Katarrh.
Die zahlreichsten Katarrhe entstehen dadurch, daß man vom Aufenthalte in der Kälte und im Freien, vielleicht gar schwitzend, schnell in einen ziemlich geheilten und warmen Raum kommt. Auch kalte Zugluft, der man einige Zeit ausgesetzt war, kann schnell einen Katarrh reifen. Gewöhnlich fühlt man fast sofort eine Verengung aus der Brust, im Halse, in der Nase. Es ist, als stecke einem ein kleiner Knödel im Halse. Uebersieht man diesen im Anfange des Katarrhs, so setzt er sich fest und breitet sich aus. Empfänglicher ist, wer zu warme Kleider trägt, wessen Körper und einzelne Organe in Folge dessen sehr verweichlicht sind. Gar nicht schwer wäre es (ich sage es kühn), von jedem Katarrh frei zu bleiben, wenn man seinen Körper nicht "barbarisch", sondern nur vernünftig abhärtete, wie dieses schon an so manchen Stellen betont wurde.
Wie muß man es anfangen, um verschont zu bleiben? Ein Beispiel soll uns darüber unterricbten Ich bin eine Stunde weit stets in ziemlich starkem Tempo gegangen. Es ist draußen "hübsch frisch", wie der Bauer die Hände reibend sagt; es hat gegen 12 Grad Kälte. Ich komme ohne Vermittlung in ein Zimmer von 14 Grad Wärme. Dieser plötzliche Temperaturwechsel von 26 Grad kann ja nicht ungerächt sich vollziehen, er muß Gefahr bringen. Am besten hätte ich gethan, ich wäre die letzten 5-20 Minuten obiger Stunde um ein Weniges langsamer gegangen und dann noch einige Minuten in dem kühlen Hausflur geblieben, stets in einiger Bewegung. So hatte die durch das rasche Gehen erhöhte Wärme etwas abnehmen und der Schweiß sich verlieren können. Der Wechsel der Lust wäre so vermittelt und, wenn ich auch im Innern des Zimmers noch einige Zeit aus- und abgegangen wäre, völlig gefahrlos gewesen.

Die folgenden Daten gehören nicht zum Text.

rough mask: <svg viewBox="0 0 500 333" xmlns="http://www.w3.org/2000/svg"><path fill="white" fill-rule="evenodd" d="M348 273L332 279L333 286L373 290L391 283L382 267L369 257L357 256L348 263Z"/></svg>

Spürst du die Folgen deiner Unvorsichtigkeit, den kleinen Knödel im Halse, wohlan, gehe nochmals in's Freie und mache dir eine leichte Bewegung in der frischen Luft! Diese wird in einer halben Stunde alles Ueberflüssige im Halse auflösen und entfernen.
Die Heiserkeit ist nichts Anderes als die Ausdehnung des Katarrhs in den Sprechorganen. Das silberne Glöcklein gibt, wenn unterbunden, keinen Klang, die herrlichste Stimme bei durch Geschwulst belasteten Sprechorganen keinen Ton. Man hebe den Katarrh, und seine Gefährtin, die Heiserkeit, wird ihm ohne Säumen folgen!

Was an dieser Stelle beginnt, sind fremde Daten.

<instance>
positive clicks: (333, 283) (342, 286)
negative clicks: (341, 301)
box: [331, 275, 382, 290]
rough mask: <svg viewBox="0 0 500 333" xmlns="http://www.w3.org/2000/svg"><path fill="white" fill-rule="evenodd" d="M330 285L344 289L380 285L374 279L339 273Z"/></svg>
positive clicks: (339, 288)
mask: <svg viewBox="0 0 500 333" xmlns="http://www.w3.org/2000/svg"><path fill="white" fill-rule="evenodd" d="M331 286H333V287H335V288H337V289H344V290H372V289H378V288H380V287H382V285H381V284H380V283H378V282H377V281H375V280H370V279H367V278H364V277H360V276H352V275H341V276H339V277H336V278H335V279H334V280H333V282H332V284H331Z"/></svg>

Folgende Bemerkung noch dürfte Manchem einen Dienst erweisen. Es gibt Leute, die Anlage haben, viel zu hüsteln. Jede Kleinigkeit, z.B. ein Kitzel der frischen Luft, ruft dieses Bellen hervor; es thut nicht wohl und thut nicht weh. Solche Menschen husten Jahre lang ohne den geringsten Schmerz. Gewöhnlich ist ein derartiger Zustand von den Eltern geerbt und dann schwer zu entfernen. Er hat indessen gar keine Bedeutung, rühre nun das Hüsteln aus dem Halse, rühre es von tiefer gelegenen Organen her. Solche Leute mag das Sprichwort trösten: Wer lang hustet, lebt lang. Andere Erbtheile dagegen sind nicht so unschuldig, oft recht ernst und bedenklich und aller Beachtung werth. Dahin gehören z.B. die in irgend einer Familie oder Verwandtschaft herrschende Abzehrung, Schwindsucht u.s.w.

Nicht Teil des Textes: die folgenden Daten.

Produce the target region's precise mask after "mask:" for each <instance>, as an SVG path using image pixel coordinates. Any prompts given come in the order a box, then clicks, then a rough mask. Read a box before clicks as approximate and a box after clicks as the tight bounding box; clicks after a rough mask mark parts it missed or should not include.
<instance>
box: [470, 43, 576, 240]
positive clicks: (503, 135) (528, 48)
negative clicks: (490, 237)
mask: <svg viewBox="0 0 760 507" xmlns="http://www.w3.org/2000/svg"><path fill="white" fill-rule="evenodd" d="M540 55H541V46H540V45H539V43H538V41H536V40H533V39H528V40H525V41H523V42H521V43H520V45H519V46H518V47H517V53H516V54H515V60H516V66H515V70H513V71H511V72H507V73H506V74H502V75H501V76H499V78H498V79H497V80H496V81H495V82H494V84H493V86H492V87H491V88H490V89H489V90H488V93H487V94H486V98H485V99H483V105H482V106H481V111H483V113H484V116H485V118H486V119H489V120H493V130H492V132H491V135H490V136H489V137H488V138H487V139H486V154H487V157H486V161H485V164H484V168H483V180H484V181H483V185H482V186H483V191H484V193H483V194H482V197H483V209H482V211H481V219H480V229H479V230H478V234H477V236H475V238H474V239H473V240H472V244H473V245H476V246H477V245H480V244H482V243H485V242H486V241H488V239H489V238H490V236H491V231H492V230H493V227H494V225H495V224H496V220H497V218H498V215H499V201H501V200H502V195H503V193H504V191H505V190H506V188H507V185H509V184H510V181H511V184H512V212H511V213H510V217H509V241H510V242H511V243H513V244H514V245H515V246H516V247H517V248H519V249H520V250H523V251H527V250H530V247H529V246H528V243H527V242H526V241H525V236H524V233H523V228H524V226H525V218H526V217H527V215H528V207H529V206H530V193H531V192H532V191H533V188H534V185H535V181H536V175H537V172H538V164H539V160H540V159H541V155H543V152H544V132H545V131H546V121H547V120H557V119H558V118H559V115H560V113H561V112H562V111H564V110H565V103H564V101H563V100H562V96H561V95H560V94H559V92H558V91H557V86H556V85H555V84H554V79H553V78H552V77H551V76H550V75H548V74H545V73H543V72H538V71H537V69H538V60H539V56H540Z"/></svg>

Da gilt der Grundsatz: Principiis obsta! Gleich den ersten Anfängen entschieden und wirksam entgegentreten mit aller Umsicht und Vorsicht! Sonst kostet es Opfer früher oder später, leider oft recht früh. Ein kleiner vernachlässigter Katarrh kann, wo es sich in einer Familie um Schwindsucht handelt, der Borkenkäfer werden, der die stärkste Tanne, den kräftigsten Körper ruinirt und stürzt, in's Grab bringt. Vorsicht also! Durch kluges Verfahren können selbst ererbte Leiden ohne weitere schwere Folgen recht in die Länge gezogen werden.